Optical technology closes in on goal of $1,000 whole-genome sequencing
Charles Choi, Scientific American
The exorbitant cost of decoding an individual's genome dropped in 2005 from $20 million to a tenth of that amount. George M. Church of Harvard Medical School and his colleagues at Harvard and Washington University in St. Louis, developed a method for determining DNA sequence using commercially available equipment.
The method may help achieve the goal set by the American government to reduce the process to $1,000 by 2015. Experts claim that at such a price, decoding the genome of each of us for medical purposes will become practical. The "do-it-yourself" method developed by Church's research group is based on a combination of readily available and relatively cheap microscopes with fast digital cameras
. 454 Life Sciences of Branford, Connecticut has developed a similar method that combines cameras and microscopes to decode DNA sequences, but uses a different light emission technology than Church's. Conventional sequencing methods generally use bacteria to replicate copies of the desired DNA molecule. Both new methods instead use tiny beads to capture the DNA and enzymes to replicate it. Church's method is about 20 times faster than routine sequencing methods, and costs $140,000. The 454 method has about 100 times the throughput of routine sequencing at a cost of about $500,000 per machine.
Unlike these optical methods, the methods used to determine the sequence of genes today are based on electrophoresis, a method that separates molecules according to their size and refreshes them using an electric field. H. Kumar Wickramasinghe of the IBM Research Center in Elmden and his colleagues developed a method that combines electrophoresis with an atomic force microscope (AFM), which scans the surface using very pointed sensors. The invention can sort DNA segments at a speed 100,000 times greater than normal electrophoresis, but it is only effective for short segments that are 40 nucleotides in length at most. The researchers note that their work can not only speed up the decoding of DNA sequences but also place molecules on surfaces with unprecedented precision.
One response
very interesting. Well done. It is encouraging to hear that within two years the cost has dropped from twenty million dollars to a hundredth (not a tenth!!) of that.

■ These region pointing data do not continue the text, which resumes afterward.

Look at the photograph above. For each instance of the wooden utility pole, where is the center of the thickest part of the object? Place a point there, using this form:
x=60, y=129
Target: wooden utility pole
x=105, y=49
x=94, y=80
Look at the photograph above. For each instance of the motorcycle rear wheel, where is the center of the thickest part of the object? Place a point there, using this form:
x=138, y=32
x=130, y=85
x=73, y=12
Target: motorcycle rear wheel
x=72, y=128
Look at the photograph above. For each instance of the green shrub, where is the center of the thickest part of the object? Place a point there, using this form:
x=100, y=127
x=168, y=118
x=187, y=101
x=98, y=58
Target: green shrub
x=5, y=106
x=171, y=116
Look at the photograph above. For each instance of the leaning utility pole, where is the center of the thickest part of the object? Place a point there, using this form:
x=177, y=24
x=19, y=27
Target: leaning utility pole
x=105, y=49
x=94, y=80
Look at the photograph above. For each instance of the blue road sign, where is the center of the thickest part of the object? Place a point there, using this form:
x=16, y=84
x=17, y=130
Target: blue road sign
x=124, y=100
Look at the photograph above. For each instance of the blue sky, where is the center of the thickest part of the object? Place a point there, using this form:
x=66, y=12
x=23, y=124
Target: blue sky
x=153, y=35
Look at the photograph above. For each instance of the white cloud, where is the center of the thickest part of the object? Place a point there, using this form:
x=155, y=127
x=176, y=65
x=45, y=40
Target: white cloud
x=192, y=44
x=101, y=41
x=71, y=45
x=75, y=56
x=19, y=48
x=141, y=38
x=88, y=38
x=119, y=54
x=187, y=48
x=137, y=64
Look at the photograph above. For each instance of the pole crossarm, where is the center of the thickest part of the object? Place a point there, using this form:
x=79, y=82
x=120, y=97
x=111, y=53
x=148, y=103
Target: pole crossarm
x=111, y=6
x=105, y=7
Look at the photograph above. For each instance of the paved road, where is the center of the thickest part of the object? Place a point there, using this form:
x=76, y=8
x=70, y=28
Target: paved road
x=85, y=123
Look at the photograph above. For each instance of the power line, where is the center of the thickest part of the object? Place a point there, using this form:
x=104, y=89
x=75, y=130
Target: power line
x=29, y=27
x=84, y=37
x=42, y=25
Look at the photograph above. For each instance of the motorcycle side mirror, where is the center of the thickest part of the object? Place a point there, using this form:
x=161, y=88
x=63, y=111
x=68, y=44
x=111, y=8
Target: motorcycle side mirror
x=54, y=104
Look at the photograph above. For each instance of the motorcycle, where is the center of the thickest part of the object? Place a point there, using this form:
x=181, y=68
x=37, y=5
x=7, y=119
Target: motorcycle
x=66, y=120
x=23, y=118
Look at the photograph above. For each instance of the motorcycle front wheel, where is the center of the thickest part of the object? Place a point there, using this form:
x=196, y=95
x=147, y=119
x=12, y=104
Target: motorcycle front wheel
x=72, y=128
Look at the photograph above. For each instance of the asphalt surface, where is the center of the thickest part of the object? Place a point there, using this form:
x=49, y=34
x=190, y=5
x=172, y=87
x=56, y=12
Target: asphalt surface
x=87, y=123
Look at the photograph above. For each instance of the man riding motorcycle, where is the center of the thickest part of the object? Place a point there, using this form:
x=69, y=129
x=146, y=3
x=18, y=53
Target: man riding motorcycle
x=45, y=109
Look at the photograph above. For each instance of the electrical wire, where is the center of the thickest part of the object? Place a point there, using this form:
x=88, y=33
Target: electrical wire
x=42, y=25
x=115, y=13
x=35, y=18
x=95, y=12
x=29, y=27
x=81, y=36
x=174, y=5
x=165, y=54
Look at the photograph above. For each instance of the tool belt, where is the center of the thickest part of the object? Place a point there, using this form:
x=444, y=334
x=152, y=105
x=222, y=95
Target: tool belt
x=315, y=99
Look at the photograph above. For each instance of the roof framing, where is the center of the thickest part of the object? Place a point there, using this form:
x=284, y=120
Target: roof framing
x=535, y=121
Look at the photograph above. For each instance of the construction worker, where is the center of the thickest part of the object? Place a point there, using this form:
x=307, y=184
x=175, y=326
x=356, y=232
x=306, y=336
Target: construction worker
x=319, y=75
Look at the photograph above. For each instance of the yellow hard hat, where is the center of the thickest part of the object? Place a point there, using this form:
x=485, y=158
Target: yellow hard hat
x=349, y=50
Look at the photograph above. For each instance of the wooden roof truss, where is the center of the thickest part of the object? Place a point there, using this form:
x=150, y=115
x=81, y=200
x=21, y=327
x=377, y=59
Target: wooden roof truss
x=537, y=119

As someone who works with 16S sequences in bacteria (1600 nucleotides in size soon) I can say that in order to obtain such a sequence I spend an average of 4-6 dollars. Of course, the methods are electrophoresis and microbiology - so it takes at least 5 days until I can get the sequence. The new developments sound very promising and will give a strong boost to the field. We look forward to further progress soon.